Western-style shopping center targeting middle-class Palestinians is thriving; owners hope it will help change Hamas-run enclave's image
In a welcome sign of normalcy, a new Western-style indoor shopping mall — complete with an international retail chain, three-story bookstore and bustling food court — has opened in the Gaza Strip.
The owners have overcome conflict in the enclave, which is ruled by the Hamas terrorist organization, and an Israeli-Egyptian blockade to build the gleaming 1,800 square meter (19,000 sq. feet) Capital Mall. Now, they just have to find enough free-spending customers to keep the place afloat.
In many ways, the center is a reflection of the fragile local economy, which has been flooded by consumer goods from Israel that few people can afford. Stifled by the blockade, Gaza produces very little on its own, and poverty and unemployment have soared. The mall, like the rest of electricity-starved Gaza, requires a generator to keep the power flowing.
In the short term, the mall appears to be thriving.
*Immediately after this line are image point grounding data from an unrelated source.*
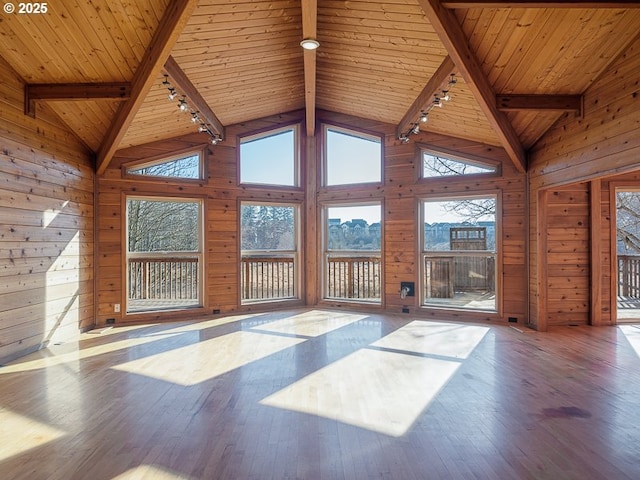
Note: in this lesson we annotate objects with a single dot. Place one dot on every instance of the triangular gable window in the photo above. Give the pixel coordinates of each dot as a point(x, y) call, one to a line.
point(184, 166)
point(436, 165)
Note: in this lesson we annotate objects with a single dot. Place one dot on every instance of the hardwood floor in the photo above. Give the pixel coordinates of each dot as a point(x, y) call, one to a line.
point(325, 395)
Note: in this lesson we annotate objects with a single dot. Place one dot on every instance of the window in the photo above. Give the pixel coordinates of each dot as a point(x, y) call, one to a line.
point(459, 253)
point(164, 253)
point(270, 159)
point(269, 239)
point(183, 166)
point(436, 165)
point(352, 266)
point(351, 157)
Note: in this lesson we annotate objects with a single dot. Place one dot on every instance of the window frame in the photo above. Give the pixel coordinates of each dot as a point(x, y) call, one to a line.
point(497, 254)
point(449, 155)
point(296, 254)
point(199, 254)
point(375, 137)
point(200, 152)
point(324, 252)
point(297, 172)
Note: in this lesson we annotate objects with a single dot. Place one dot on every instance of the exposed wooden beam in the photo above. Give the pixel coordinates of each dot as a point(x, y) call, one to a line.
point(171, 25)
point(539, 4)
point(425, 98)
point(72, 91)
point(455, 42)
point(187, 88)
point(309, 30)
point(560, 103)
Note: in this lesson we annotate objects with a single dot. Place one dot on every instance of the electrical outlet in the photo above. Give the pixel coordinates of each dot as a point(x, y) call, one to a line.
point(410, 288)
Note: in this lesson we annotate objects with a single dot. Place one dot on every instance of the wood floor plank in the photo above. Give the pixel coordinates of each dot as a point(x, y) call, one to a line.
point(498, 402)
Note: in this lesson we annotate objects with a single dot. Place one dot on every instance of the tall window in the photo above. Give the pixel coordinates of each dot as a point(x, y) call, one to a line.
point(352, 266)
point(269, 239)
point(351, 157)
point(271, 158)
point(186, 166)
point(459, 253)
point(164, 253)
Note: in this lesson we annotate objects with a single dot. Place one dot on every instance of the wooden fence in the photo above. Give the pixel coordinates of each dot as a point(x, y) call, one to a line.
point(445, 275)
point(268, 277)
point(353, 277)
point(629, 276)
point(163, 278)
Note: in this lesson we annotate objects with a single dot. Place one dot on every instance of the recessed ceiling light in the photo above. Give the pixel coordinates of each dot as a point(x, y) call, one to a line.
point(309, 44)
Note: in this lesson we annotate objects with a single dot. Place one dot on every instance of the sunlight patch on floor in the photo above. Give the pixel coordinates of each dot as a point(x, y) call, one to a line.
point(50, 357)
point(151, 472)
point(19, 434)
point(632, 333)
point(380, 391)
point(434, 338)
point(193, 364)
point(216, 322)
point(311, 324)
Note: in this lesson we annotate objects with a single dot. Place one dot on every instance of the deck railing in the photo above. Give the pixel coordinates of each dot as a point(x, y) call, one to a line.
point(268, 277)
point(164, 278)
point(446, 274)
point(629, 276)
point(353, 277)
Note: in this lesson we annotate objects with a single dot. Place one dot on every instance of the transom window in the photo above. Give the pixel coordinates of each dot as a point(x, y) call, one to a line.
point(182, 166)
point(351, 157)
point(438, 165)
point(459, 253)
point(270, 158)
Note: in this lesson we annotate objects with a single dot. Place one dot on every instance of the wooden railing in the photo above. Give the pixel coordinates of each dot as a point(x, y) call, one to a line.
point(268, 277)
point(629, 276)
point(353, 277)
point(163, 278)
point(447, 274)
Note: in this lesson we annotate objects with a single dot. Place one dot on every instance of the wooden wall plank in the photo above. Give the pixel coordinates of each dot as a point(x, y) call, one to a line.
point(46, 228)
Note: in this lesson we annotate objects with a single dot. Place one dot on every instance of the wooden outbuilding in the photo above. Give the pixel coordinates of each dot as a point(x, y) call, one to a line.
point(530, 109)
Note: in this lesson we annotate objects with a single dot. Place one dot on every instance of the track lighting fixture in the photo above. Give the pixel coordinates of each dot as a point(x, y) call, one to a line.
point(438, 101)
point(183, 105)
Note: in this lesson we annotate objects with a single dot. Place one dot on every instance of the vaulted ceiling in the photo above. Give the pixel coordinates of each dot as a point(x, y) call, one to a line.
point(518, 66)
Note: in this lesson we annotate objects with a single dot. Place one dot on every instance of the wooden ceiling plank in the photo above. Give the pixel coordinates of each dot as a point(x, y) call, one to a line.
point(309, 30)
point(73, 91)
point(540, 4)
point(425, 98)
point(173, 21)
point(456, 44)
point(187, 88)
point(560, 103)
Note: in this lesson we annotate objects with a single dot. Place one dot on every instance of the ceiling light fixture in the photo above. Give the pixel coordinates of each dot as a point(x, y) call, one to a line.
point(438, 101)
point(182, 105)
point(309, 44)
point(203, 125)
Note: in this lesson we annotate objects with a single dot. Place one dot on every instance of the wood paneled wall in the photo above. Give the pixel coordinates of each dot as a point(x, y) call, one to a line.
point(399, 195)
point(602, 143)
point(46, 227)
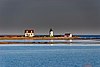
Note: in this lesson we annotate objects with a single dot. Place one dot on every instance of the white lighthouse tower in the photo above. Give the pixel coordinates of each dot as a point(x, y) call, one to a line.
point(51, 33)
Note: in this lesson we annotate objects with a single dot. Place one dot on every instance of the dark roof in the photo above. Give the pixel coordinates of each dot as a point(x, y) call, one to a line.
point(51, 29)
point(29, 31)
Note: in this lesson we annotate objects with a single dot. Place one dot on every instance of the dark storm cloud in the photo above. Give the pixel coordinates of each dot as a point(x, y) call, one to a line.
point(76, 16)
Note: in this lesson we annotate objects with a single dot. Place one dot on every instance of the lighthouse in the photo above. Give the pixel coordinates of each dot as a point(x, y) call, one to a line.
point(51, 33)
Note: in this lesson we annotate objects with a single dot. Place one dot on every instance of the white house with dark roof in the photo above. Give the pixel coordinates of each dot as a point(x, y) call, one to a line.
point(29, 33)
point(51, 33)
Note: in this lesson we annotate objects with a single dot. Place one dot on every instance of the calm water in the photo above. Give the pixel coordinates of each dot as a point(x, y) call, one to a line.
point(50, 56)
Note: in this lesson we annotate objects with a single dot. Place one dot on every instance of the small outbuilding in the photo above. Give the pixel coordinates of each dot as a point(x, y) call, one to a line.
point(51, 33)
point(29, 33)
point(68, 35)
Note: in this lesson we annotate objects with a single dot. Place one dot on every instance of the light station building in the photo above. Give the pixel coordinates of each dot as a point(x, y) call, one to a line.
point(68, 35)
point(29, 33)
point(51, 33)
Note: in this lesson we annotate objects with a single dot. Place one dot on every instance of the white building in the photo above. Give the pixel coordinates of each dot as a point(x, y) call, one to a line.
point(68, 35)
point(51, 33)
point(29, 33)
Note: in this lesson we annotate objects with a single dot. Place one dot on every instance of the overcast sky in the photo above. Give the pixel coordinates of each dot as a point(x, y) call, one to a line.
point(75, 16)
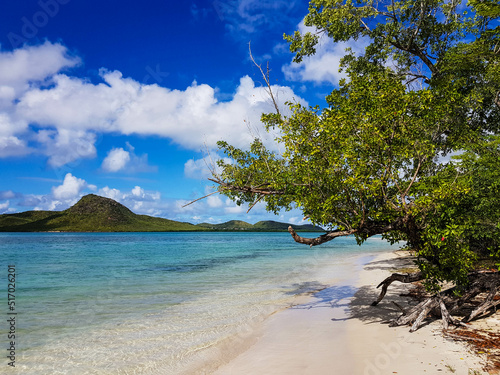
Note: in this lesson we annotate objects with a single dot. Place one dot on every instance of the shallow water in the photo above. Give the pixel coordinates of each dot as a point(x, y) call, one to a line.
point(152, 303)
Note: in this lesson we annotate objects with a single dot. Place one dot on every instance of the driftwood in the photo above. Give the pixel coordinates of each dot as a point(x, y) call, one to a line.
point(484, 286)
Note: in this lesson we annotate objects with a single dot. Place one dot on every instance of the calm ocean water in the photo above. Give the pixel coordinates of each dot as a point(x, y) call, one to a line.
point(152, 303)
Thousands of Gazans have visited as it slowly opened in recent weeks, buying shoes and clothes from the Turkish chain “De Facto,” searching for gifts and school supplies in the bookstore and heading up to the fourth-floor food court to enjoy burgers, pizza and ice cream. People can often be seen stumbling and giggling as they ride an escalator for the first time.
The mall has added a beautiful touch to the Gaza Strip. Instead of visiting more than one place, we go to a specific place and select everything we need,” said Hedaya Iqtifan, a university graduate who has been three times.
While Gazans refer to a handful of small shopping centers as “malls,” the Capital Mall is only the second of its kind, after the Gaza Mall, opened in July 2010 in the Rimal neighborhood of Gaza City.
There are stores that sell perfume and makeup, home decor and mobile phones. There are clinics and office space, two parking lots and plans to bring a supermarket. The busiest area of the mall is the food court, where a cheeseburger with potato chips and a drink costs about $5.
We made this according to international standards to relay an image to the world that Gaza has a mall similar to the malls in other countries,” said Mahmoud Haniya, the mall’s executive director.
He noted that several international brands refused to allow franchises in Gaza due to the “stereotype they get about Gaza; a poor country with no economy.” He declined to identify them, but several international brands, including KFC and Domino’s Pizza, operate in the West Bank.